第389回 小学校英語の課題

2023年1月31日の日経新聞には,「小学校英語の課題」とうタイトルで神田外語大学教授の田中真紀子氏の論文が掲載されています。
※その論文の要旨は次の通りです。
(1)(日本語の習得過程を考えてもわかるように)言語の習得の順番は「聞く→話す→読む→書く」である。
(2)小学校英語では「英語が使える日本人」を目標としており,「聞く→話す」については問題ない。
(3)ここで注意が必要なのは「『読む』という技能は聞いたり話したりしているだけでは,決して習得できない」ということだ。
(4)そのために「読む」という技能を学校教育の中で丁寧に教える必要がある。そして,そのためには,フォニックス(文字と音の関係を理解させる指導)に時間をかけるべきで,これが欠けてしまった生徒は英語が読めず,その後の英語学習につまづいてしまう。
※以上のことから田中氏は,英語が読めない児童は,英語の音を表す文字が書けず,その結果,英語を書く技能も身につかないと述べておられます。

また,論文には次のような文章も掲載されています。「文科省が2012年に実施した調査では,英語を勉強した中学1年生の約8割が,小学校で英単語や文を読んだり書いたりすることをもっとしておきたかったと答えている。読み書きは中学校の英語に直結する技能であり,小中の円滑な接続のカギだ」と。

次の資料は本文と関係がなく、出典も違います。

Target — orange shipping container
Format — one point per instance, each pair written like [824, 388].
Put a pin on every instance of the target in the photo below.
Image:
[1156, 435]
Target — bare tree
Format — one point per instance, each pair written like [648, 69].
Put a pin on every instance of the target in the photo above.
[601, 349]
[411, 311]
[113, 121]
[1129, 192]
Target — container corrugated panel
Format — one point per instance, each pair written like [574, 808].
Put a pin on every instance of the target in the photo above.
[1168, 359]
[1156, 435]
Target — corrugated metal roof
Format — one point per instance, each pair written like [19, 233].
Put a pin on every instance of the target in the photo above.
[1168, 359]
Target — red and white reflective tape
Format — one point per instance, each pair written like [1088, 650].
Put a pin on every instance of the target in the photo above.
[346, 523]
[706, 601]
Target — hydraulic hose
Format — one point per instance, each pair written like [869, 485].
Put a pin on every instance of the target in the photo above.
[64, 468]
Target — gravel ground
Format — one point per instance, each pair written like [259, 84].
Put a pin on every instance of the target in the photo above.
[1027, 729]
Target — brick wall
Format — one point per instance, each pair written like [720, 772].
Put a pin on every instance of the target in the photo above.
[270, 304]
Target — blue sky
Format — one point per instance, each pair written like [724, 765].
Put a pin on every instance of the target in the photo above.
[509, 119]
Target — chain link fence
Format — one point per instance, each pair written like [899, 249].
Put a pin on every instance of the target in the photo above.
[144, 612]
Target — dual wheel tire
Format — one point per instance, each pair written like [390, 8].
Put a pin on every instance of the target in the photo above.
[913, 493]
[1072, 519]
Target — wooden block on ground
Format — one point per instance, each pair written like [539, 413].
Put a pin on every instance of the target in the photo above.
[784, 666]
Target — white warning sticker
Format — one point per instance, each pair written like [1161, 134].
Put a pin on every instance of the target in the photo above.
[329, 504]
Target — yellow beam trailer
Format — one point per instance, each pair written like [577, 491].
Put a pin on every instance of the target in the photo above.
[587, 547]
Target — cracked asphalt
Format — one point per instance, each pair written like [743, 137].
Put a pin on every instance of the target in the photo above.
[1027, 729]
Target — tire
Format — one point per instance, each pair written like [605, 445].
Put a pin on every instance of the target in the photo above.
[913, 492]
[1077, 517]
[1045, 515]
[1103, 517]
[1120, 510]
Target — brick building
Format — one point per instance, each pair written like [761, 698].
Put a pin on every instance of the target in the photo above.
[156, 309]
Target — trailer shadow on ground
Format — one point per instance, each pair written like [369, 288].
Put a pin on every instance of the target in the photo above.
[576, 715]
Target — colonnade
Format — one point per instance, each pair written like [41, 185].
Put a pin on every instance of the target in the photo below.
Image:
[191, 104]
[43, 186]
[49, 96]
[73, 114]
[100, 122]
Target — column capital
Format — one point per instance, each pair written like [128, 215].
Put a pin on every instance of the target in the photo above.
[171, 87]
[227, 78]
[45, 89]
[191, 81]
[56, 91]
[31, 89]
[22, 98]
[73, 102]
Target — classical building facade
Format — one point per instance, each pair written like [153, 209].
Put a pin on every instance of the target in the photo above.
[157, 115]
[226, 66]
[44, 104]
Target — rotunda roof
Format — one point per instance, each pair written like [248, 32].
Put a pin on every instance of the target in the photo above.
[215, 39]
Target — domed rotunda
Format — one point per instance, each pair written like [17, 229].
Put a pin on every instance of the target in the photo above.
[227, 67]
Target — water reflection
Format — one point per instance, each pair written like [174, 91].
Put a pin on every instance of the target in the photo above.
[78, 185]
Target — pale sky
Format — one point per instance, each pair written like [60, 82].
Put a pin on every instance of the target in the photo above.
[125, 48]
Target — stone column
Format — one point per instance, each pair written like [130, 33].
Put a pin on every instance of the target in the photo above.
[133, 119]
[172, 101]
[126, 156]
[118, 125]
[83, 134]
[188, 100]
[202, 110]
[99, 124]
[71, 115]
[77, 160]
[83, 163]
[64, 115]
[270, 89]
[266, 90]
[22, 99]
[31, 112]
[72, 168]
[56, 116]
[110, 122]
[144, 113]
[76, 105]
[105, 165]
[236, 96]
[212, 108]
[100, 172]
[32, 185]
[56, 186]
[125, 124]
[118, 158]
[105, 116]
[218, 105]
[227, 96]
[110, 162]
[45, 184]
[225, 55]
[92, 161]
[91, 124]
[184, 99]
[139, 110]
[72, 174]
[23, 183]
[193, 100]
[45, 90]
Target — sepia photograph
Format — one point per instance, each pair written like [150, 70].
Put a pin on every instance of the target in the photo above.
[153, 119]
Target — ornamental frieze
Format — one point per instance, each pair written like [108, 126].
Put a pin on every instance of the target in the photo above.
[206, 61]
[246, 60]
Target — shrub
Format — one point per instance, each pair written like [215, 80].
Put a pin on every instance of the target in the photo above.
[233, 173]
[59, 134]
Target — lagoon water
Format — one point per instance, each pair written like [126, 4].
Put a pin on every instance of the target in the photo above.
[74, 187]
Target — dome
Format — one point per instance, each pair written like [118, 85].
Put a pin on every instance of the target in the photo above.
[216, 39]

以上の見解について,皆様のご意見はいかがでしょうか。

手前味噌になりますが,私共もこの意見に大賛成で,この度の『中学英語へのかけ橋』という教材も「中学入学までに基本的な読み書きと英文法を習得しておいた方が,中学英語にスムーズに入っていける」との考えから出版したものです。

また,教材展示会などで色々な先生とお話していると,英語力を飛躍的に伸ばし,英検などで目覚ましい成果を上げている方に出会います。その先生方の中には,次のような指導法をとられている方が多くおられます。
(1)小学5年生のうちに小社刊『アルファベットの名人』などでフォニックス(英単語の読み方)を徹底的にマスターさせてしまう。
(2)小学6年生からは小社刊『ステップ式英語1』などで英単語や文章を書くことに慣れさせ,英文法の基礎を固めてしまう。
※以上の指導を確立させておけば,中学に入っても一般の生徒に比べ,英語力を持つ生徒を輩出できるようです。

ただし,ここでの大切なポイントがあります。

それらの塾では,その方針を保護者に啓蒙し,理解して頂き,決して小学校英語の補習的なことは行わず,塾独自の方針を貫き通しているということです。始めのうちは,「その方針を通すのは地方では難しい」「『塾に通うのは,中学に入ってからでも遅くない』という保護者ばかりなので,小学生が集まらない」などという現状もあったようです。しかし,そこで踏ん張り,そのような風潮を突破していくことが,迫りくる少子化の難局を乗り切っていく切り札になるのかもしれません。